Mon May 18, 2015 4:17 pm
In his book Breaking the Slump: Baseball in the Depression Era (that I really wanted to like more than I did -- a great re-telling of the 1930s, but I was hoping for more interconnection with American society), Charles Alexander writes:
As things played out, this year's "fall classic" wouldn't have the drama of last year's, although a person sitting close to the field in the $6.50 boxes could hardly have questioned the players' pugnacity. If for nothing else, the 1935 Series would be remembered for the torrent of really nasty bench jockeying that went on, especially by the Chicago Cubs. As one commentator has written of the Cubs, "They picked on physical features, ethnic background, religion, weight, embarrassing incidents -- anything to get a player flustered or angry."

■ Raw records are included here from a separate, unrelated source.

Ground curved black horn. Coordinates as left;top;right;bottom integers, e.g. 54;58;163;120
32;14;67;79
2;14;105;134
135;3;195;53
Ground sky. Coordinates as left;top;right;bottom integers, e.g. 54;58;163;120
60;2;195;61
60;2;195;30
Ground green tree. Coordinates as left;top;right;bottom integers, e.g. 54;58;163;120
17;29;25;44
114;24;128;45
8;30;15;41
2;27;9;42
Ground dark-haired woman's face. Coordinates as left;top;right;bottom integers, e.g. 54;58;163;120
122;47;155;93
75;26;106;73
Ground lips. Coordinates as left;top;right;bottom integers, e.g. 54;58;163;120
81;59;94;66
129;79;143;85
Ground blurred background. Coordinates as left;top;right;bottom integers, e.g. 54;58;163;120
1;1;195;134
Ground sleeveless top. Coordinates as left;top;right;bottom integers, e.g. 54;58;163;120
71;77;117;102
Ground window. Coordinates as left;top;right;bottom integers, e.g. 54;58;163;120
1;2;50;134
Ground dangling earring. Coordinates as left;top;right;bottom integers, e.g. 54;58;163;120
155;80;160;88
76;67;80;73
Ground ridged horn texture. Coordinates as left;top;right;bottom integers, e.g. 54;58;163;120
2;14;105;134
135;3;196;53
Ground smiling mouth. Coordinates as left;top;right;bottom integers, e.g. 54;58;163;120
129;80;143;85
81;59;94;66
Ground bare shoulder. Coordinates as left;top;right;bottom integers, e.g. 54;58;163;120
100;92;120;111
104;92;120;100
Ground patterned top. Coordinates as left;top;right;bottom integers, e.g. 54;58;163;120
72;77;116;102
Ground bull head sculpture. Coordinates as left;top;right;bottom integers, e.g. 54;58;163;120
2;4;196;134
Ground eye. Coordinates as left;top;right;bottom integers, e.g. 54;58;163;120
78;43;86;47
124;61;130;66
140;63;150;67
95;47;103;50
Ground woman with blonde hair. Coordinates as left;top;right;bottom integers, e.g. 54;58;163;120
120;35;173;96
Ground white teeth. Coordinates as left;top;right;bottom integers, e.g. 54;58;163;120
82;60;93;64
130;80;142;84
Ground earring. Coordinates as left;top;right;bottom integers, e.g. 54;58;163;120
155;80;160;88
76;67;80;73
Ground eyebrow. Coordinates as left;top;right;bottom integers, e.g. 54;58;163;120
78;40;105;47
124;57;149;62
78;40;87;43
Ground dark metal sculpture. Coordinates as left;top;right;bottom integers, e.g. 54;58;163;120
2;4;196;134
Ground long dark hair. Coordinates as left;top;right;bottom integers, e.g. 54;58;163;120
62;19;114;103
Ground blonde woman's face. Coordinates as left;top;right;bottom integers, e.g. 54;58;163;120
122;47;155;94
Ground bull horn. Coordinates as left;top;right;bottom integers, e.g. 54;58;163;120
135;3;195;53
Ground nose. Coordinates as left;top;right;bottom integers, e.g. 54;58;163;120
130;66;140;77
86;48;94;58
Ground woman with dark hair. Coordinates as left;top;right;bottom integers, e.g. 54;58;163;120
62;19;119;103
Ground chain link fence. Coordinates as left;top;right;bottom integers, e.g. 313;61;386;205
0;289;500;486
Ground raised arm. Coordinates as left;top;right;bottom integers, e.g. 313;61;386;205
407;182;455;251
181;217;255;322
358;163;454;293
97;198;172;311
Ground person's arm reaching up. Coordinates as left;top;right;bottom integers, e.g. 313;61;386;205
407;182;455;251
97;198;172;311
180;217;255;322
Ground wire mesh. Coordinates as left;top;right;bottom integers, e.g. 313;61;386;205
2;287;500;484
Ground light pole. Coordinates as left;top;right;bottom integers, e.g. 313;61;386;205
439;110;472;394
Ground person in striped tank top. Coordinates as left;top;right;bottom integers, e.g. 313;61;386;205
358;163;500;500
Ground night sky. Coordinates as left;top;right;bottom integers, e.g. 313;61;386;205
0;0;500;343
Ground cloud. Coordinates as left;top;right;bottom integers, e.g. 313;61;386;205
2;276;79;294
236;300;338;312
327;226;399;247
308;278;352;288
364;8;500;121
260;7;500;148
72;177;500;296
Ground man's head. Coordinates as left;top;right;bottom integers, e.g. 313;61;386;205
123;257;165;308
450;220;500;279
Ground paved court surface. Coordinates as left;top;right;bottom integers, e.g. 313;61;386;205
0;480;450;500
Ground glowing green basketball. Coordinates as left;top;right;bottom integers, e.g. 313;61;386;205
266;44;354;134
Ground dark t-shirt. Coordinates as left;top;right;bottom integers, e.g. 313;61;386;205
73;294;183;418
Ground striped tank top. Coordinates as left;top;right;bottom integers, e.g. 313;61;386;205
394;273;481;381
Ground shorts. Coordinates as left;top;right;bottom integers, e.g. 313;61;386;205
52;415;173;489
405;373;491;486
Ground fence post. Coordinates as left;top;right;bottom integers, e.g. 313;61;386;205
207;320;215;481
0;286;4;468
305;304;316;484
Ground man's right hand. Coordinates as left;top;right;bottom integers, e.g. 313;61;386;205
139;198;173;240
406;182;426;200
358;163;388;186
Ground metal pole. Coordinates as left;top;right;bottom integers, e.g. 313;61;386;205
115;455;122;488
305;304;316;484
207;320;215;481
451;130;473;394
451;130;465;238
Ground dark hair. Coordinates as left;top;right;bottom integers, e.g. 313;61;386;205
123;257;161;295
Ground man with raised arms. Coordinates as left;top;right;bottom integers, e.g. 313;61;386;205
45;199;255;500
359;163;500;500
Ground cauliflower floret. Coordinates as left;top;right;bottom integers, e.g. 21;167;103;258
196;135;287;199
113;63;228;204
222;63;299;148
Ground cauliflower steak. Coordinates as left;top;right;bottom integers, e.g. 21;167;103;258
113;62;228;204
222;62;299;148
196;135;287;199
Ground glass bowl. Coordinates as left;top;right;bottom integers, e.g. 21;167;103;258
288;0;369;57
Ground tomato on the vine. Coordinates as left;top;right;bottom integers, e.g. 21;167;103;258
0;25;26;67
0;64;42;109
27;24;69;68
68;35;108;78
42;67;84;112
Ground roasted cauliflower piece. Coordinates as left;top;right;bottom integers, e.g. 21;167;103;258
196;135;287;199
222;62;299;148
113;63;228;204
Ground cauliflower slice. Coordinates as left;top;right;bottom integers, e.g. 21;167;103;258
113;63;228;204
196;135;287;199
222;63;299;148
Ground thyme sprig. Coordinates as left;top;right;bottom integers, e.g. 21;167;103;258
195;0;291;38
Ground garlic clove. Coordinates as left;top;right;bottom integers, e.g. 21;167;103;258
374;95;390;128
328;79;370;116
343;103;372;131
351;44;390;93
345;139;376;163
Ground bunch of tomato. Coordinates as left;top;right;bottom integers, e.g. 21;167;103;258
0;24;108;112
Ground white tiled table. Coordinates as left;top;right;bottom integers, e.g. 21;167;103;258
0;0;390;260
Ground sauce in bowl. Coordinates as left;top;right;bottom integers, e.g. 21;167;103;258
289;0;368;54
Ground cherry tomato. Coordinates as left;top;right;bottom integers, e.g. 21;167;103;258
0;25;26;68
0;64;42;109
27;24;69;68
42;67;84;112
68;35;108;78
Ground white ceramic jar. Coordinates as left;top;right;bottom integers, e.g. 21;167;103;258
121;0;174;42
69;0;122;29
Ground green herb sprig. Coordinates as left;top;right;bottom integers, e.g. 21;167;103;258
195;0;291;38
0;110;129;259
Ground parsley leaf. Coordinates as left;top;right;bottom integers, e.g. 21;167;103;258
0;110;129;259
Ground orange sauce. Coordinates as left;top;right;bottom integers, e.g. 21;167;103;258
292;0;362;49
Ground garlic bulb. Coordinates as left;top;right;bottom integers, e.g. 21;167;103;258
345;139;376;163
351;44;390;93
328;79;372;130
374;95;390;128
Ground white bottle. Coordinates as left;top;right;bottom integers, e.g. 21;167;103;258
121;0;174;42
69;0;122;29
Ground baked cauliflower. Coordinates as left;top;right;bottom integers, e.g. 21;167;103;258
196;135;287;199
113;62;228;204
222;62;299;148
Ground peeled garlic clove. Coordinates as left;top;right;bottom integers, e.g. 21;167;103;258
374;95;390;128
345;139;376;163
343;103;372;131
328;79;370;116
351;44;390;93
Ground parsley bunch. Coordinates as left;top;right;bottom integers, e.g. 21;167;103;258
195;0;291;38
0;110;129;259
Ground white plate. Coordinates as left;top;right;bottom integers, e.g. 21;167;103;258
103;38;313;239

Early in game one, first-base umpire George Moriarty called time and went over to the nearby visitors' dugout to lecture the Cubs on the need to quell their harassment of Hank Greenberg -- "pants' presser" being one of the milder epithets he'd heard directed at the big slugger. From that point on, the Chicago players also yammered away at Moriarty.
(...)
For game three, the Series moved to Chicago. Again Wrigley Field's capacity had been enlarged by the construction of wooden bleachers above the regular stands in right and left fields. ...It was a ragged game, marked by wobbly pitching shoddy fielding -- and by continual verbal exchanges between Moriarty and the Cubs dugout. After Moriarty ejected manager Grimm for arguing too vigorously over a call at second base, reserve outfielder Tucker Stainback and Woody English, Chicago's bench-riding captain, also got the thumb, with Moriarty standing over the dugout occupants and giving them something of a clinic in profanity. Both commissioner Landis and Ford Frick were sitting close enough to hear most of it; Frick declared that no National league umpire would be allowed to talk that way.
The next morning Landis summoned Grimm, English, Billy Herman, Billy Jurges, and Moriarty to his little Michigan Avenue office. Grimm avowed that he'd "never hard an umpire abuse members of a ball team with the language Moriarty used yesterday to Herman, to Jurges, to English, and to me, and then to the entire bench." Landis asked Herman to repeat what Moriarty had said. "I have always prided myself on a command of lurid expressions," Landis said years later. "I must confess that I learned from these young men some variations of the language even I didn't know existed."